Using Docker with the default Postgres image was the natural choice to conveniently package the various components, without requiring a user to install additional dependencies on their machine.
Backend
Dockerising the backend was relatively easy to start with, but I had a lot of trial and error to find a way to satisfy two desires:
- 1. How to support the three build modes I had defined, “development”, “staging”, and “production”.
- 2. How to reduce the build steps by using a single docker-compose file for the API and database.
Many initial attempts used multiple docker-compose files and the docker merge capability which produced some bizarre results, namely grouping my API and database under an Auto-generated container name.
Next, I had to consider when to run Knex migrations. On one attempt my combining both the Postgres image and my own API image meant that the Knex migration was attempting to run prior to the database starting up and therefore failing the build process. The reason for this was that the build process was only interested in waiting till the container was up, and didn’t care that the database itself was still booting.
Seed Issues
Another unexpected issue was with he seed files I was using to re-build the database each time, it turns out that Knex runs seeds in alphabetical order based on the file name. This was causing issues because SQLite doesn’t care about constraints like foreign key columns but most other databases of course will; I it was necessary to make sure and insert the Card before the Transaction that references it etc.
This was solvable by making new seed files using the Knex seed command using a template which would inject a millisecond date code, ensuring that this would dictate the order of execution, not the entity name.
Lastly, there was some confusion about how to handle Date formats in Postgres but most of these were solved by switching to ‘datetime’ columns and adding a bit of extra config to the Knexfile.
Web Front End
The initial idea for the front end was to have a build placed inside a static folder on the API as part of my bid to just have one docker compose file, but this never quite felt right for a couple of reasons:
Firstly, it violates the microservice pattern by combining front end with back, it introduces a versioning issue as it becomes hard to remember which has been committed. Yes there are ways around it but see the next section for why I was hesitant.
A bigger problem was that the API router could not differentiate what was a static file request, and what was an API request.

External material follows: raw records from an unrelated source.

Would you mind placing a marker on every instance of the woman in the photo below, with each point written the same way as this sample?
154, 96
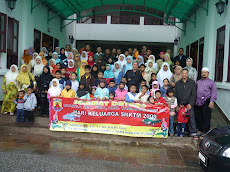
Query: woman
77, 61
81, 70
176, 76
163, 73
192, 73
25, 79
9, 90
44, 61
26, 57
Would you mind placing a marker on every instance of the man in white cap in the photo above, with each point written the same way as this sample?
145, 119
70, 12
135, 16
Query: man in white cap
206, 97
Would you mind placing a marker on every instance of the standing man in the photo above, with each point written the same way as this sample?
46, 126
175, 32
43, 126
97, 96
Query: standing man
181, 58
206, 96
185, 89
134, 76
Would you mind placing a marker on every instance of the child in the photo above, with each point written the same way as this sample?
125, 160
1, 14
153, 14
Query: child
143, 95
20, 107
165, 87
182, 119
74, 82
172, 102
121, 92
82, 92
111, 95
67, 92
153, 78
88, 78
155, 87
112, 86
102, 93
130, 96
159, 100
30, 105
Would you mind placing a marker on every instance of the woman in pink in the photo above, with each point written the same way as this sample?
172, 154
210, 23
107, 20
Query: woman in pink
121, 92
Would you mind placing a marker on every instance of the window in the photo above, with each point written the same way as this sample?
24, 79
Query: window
12, 42
37, 40
219, 54
2, 32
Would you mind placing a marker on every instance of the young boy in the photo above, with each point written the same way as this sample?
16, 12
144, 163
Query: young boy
143, 95
30, 105
130, 96
182, 119
112, 87
20, 107
172, 103
88, 78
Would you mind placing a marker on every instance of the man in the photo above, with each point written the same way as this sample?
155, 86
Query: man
185, 89
181, 58
134, 76
206, 96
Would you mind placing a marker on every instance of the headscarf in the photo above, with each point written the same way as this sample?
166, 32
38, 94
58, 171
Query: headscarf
129, 66
108, 73
24, 77
142, 60
44, 61
71, 60
62, 56
82, 92
164, 74
11, 76
86, 56
117, 71
55, 91
38, 68
122, 62
26, 58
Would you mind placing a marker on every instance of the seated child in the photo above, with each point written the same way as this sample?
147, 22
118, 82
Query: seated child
172, 103
182, 119
111, 95
159, 100
121, 92
143, 95
155, 87
82, 92
165, 87
112, 86
130, 96
20, 107
102, 93
67, 92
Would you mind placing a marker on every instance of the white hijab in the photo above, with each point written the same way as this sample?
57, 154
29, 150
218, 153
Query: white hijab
55, 91
123, 62
86, 56
163, 74
11, 76
38, 68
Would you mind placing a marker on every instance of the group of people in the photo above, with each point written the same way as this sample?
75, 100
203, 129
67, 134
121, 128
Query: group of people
132, 77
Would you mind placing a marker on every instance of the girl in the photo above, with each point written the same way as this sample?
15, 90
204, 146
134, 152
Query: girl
26, 57
70, 68
44, 61
121, 92
54, 90
82, 92
9, 90
117, 72
84, 56
67, 92
81, 70
25, 79
129, 64
164, 73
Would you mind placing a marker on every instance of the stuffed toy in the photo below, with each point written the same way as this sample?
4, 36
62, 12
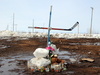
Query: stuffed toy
55, 60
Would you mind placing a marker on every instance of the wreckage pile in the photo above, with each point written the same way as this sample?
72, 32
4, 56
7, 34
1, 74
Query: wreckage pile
43, 63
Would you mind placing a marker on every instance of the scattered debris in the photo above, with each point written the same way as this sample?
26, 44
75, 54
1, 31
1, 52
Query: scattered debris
86, 59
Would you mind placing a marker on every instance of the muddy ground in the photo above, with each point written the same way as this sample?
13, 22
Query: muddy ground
15, 53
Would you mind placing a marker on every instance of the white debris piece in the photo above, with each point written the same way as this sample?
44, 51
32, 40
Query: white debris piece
55, 51
38, 62
40, 52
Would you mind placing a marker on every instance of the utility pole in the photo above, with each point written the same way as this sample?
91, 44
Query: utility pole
33, 26
91, 21
78, 28
16, 27
13, 21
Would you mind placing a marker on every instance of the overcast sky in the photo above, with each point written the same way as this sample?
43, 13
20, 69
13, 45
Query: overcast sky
65, 13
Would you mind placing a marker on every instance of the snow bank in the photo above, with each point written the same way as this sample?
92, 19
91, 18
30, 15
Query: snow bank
56, 35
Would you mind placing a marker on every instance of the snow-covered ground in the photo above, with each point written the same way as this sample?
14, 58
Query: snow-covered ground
57, 35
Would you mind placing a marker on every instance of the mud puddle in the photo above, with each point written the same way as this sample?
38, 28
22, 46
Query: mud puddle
10, 64
87, 43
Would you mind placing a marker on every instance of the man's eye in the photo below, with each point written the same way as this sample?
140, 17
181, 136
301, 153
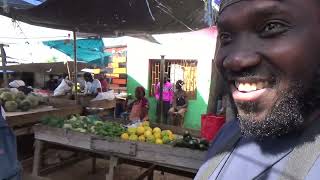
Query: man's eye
271, 29
225, 38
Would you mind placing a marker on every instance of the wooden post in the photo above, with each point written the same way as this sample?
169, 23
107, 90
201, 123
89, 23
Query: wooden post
162, 67
93, 163
37, 158
75, 65
215, 86
4, 66
113, 162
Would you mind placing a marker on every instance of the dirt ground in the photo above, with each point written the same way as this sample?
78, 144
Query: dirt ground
81, 171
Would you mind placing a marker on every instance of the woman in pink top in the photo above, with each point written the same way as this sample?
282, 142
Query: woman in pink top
167, 97
139, 107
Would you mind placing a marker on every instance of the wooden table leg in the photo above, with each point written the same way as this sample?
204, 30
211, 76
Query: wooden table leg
37, 158
93, 167
113, 162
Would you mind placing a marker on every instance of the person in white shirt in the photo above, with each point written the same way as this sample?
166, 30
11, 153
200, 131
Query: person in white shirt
92, 86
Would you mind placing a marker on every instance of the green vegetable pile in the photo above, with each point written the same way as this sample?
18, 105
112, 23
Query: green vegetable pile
193, 143
86, 124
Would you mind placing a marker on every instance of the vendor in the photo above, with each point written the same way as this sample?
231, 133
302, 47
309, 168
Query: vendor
179, 105
20, 85
52, 83
64, 87
92, 86
103, 81
139, 108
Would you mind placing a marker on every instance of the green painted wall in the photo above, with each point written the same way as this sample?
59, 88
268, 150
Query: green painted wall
195, 109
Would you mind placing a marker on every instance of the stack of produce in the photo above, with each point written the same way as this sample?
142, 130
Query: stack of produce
86, 124
144, 133
18, 101
193, 143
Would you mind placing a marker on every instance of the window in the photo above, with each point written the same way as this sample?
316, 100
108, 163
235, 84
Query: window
185, 70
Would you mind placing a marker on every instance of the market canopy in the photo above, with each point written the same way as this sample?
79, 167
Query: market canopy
88, 50
112, 17
50, 68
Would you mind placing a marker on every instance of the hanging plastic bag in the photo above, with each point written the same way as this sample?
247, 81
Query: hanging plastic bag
62, 89
210, 125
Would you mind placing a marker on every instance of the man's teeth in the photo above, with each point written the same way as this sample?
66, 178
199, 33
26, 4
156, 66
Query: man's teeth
247, 87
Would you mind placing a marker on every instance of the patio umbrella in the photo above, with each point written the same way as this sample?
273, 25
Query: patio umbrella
88, 50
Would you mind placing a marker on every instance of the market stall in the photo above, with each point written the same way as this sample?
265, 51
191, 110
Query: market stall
144, 153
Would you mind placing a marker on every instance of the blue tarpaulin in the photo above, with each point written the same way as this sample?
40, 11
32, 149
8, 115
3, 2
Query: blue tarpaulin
88, 50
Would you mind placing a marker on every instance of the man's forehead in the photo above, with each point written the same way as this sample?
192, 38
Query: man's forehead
225, 3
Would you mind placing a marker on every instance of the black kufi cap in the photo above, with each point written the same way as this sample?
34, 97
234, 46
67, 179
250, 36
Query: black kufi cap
224, 4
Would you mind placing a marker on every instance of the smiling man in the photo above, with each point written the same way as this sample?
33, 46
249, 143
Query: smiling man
268, 52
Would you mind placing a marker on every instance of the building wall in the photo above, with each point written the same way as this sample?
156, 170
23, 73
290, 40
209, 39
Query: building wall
198, 45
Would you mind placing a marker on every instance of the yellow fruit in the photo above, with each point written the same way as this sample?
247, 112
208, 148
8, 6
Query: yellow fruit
146, 123
169, 132
157, 135
147, 133
165, 139
164, 133
142, 138
125, 136
140, 130
150, 139
156, 129
147, 128
159, 141
133, 137
132, 130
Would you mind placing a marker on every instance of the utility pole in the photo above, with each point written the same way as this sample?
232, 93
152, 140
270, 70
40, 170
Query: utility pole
162, 67
4, 65
75, 66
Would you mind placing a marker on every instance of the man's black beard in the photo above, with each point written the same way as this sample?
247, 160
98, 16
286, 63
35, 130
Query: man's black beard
286, 115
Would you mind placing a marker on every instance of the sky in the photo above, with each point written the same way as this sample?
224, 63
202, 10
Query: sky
25, 41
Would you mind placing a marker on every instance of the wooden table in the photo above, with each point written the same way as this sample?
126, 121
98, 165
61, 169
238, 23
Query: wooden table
180, 159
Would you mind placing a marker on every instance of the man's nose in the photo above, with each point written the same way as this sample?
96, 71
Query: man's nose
240, 61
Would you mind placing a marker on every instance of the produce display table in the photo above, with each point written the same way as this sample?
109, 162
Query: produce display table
181, 159
22, 122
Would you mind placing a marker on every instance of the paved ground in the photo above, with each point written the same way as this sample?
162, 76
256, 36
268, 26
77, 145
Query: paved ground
81, 171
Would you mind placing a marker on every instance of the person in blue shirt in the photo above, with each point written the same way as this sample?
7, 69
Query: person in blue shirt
267, 52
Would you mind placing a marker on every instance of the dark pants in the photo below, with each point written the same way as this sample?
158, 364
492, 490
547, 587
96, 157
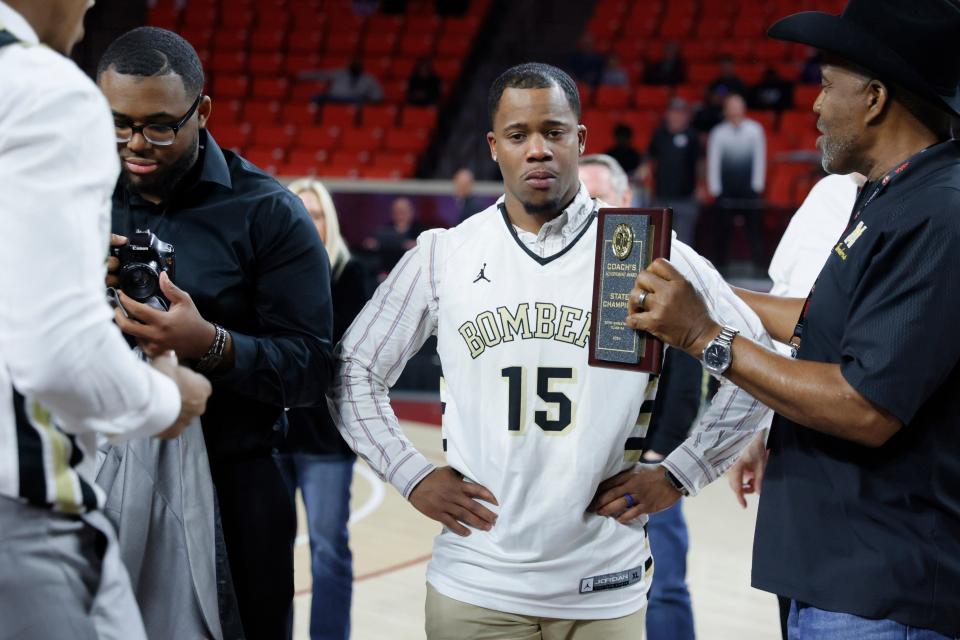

Yes I could have prefixed all static resource URL’s with /static/, but that would have then introduced issues using it in any other environment and I just wasn’t really up for doing that.
An example of coupled front-ends from work
On a project at my work there was a need to incorporate the build of some applications into another app due to the time it would have taken to approve entirely new separate apps (or properly integrate them). This would involve building the sub-app, and then committing the build as a static part of the codebase of the host app.
To try to do this as elegantly as possible I devised a method of creating ‘build IDs’; unique identifiers created at build time which would be written out to a .txt file within the build as a form of traceability. After this the builds would then be placed within a folder of the host application called “ecosystem-apps” which then had sub-folders for each environment.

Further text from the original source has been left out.